State Farm Mutual Automobile Insurance and ING Insurance Company, Arbitrator Craig Brown , London, February 16, 2005 - On July 22, 1999 Devon Scanlan suffered injuries when she was riding her motorcycle and it collided with a car owned by Metro Park Services Ltd. The applicant paid Ms. Scanlan’s benefits, independent medical examinations ($4,072.50) and for the cost of a med rehab DAC report ($2,050.00). The applicant received indemnification from the respondent for amounts paid as benefits to Ms. Scanlan. A dispute arose with respect to whether indemnification was required for the cost of medical examinations and the DAC report. Arbitrator Brown followed the decision of Judge Mandel in Jevco Insurance Company v. Prudential Insurance Company (1995) O.R. (3d) 779, Ont. Ct. (General Division).
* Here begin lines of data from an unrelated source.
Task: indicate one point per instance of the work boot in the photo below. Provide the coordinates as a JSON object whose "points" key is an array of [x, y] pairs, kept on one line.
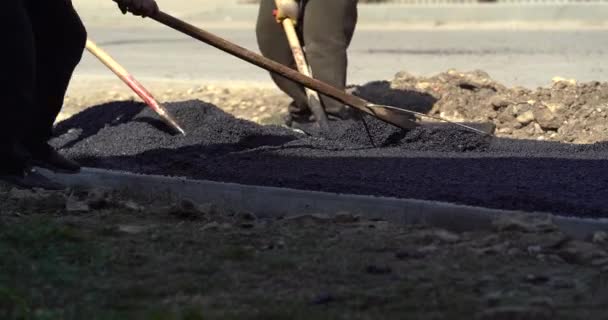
{"points": [[30, 179], [45, 156]]}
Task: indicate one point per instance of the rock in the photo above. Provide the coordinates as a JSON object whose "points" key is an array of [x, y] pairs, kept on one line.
{"points": [[524, 223], [599, 262], [536, 279], [410, 254], [499, 101], [345, 217], [98, 199], [492, 299], [516, 313], [373, 269], [309, 218], [21, 194], [561, 80], [211, 226], [579, 252], [133, 229], [428, 249], [324, 298], [446, 236], [525, 117], [562, 283], [547, 120], [554, 108], [74, 205], [247, 216], [132, 205], [542, 302], [187, 209], [599, 237], [534, 250]]}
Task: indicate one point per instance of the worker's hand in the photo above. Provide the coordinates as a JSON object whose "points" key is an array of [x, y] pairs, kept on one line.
{"points": [[287, 9], [142, 8]]}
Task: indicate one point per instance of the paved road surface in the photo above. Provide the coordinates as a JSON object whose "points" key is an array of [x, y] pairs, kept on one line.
{"points": [[528, 58]]}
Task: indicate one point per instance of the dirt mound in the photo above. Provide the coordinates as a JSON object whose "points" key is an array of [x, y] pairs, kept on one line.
{"points": [[433, 162], [566, 111]]}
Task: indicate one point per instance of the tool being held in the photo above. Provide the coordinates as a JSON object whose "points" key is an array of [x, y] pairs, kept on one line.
{"points": [[287, 15], [139, 89], [401, 118]]}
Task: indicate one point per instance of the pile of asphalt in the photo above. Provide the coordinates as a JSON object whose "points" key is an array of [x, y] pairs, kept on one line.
{"points": [[432, 162]]}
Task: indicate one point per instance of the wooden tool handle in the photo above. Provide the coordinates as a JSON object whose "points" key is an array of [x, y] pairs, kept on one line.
{"points": [[130, 81], [314, 102], [395, 118]]}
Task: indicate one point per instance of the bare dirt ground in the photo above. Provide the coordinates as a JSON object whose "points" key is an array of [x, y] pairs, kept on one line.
{"points": [[567, 111], [100, 255]]}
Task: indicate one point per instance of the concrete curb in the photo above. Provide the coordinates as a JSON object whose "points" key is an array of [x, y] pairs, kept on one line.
{"points": [[273, 202]]}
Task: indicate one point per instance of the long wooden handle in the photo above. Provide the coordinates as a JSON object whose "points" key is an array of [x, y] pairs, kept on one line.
{"points": [[396, 118], [130, 81], [314, 101]]}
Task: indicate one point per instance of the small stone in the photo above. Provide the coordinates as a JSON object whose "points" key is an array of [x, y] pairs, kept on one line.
{"points": [[499, 101], [372, 269], [73, 205], [579, 252], [211, 226], [324, 298], [247, 216], [525, 117], [547, 120], [309, 218], [528, 223], [542, 302], [561, 283], [600, 262], [536, 279], [132, 229], [21, 194], [534, 250], [131, 205], [600, 237], [98, 199], [554, 108], [410, 254], [446, 236], [514, 251], [428, 249], [492, 299], [345, 217]]}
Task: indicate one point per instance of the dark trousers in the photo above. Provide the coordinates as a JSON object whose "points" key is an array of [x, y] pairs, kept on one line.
{"points": [[43, 43], [326, 29]]}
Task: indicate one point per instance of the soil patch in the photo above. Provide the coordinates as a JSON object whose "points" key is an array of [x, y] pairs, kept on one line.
{"points": [[117, 257]]}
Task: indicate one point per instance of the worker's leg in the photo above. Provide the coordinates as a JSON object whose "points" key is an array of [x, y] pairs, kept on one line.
{"points": [[273, 44], [328, 30], [60, 39], [17, 81]]}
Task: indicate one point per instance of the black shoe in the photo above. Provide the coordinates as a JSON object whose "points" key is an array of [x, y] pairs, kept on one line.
{"points": [[47, 157], [31, 179]]}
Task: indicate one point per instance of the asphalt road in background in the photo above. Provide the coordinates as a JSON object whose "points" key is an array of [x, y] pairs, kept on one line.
{"points": [[524, 57]]}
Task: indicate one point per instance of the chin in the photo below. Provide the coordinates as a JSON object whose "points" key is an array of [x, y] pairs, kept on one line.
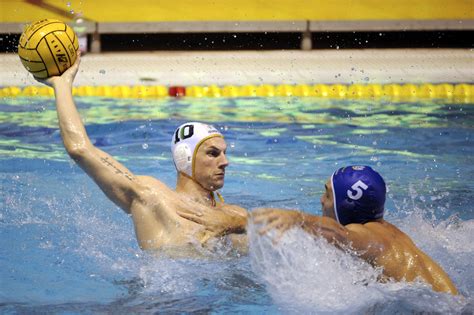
{"points": [[217, 185]]}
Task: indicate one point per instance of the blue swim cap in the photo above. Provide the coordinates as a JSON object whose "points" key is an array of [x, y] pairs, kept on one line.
{"points": [[359, 194]]}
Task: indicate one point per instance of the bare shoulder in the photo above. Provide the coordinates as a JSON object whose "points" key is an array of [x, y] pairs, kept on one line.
{"points": [[150, 186], [152, 182]]}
In that case it was held that the cost of loss control efforts was “never intended by the legislature to be indemnified” because they are not a payment of benefits (p.3). Arbitrator Brown found that te Jevco case was binding on him subject to any subsequent changes to the legislation or regulations. Reference was made to OIC Bulletin 11/94 which was issued after Jevco, which asserts that the change in regimes in 1993 provided for indemnification of assessment costs and other expenses covered by the schedule. Arbitrator Brown, however, found that OIC Bulletins, issued as they are by the Commission charged with the administration of the regulations are to be given considerable weight, but he found that they are not law and cannot change the law (p.4). Counsel also asked the arbitrator to consider whether the outcome would be different under the amended
regulations relating to independent medical examinations and DAC assessments which came into effect
in 2003. In obiter dicta he remarked that the amended regulations do not change the characteristic of
medical examinations and assessments as loss control measures as that phrase is understood in Jevco (p.5).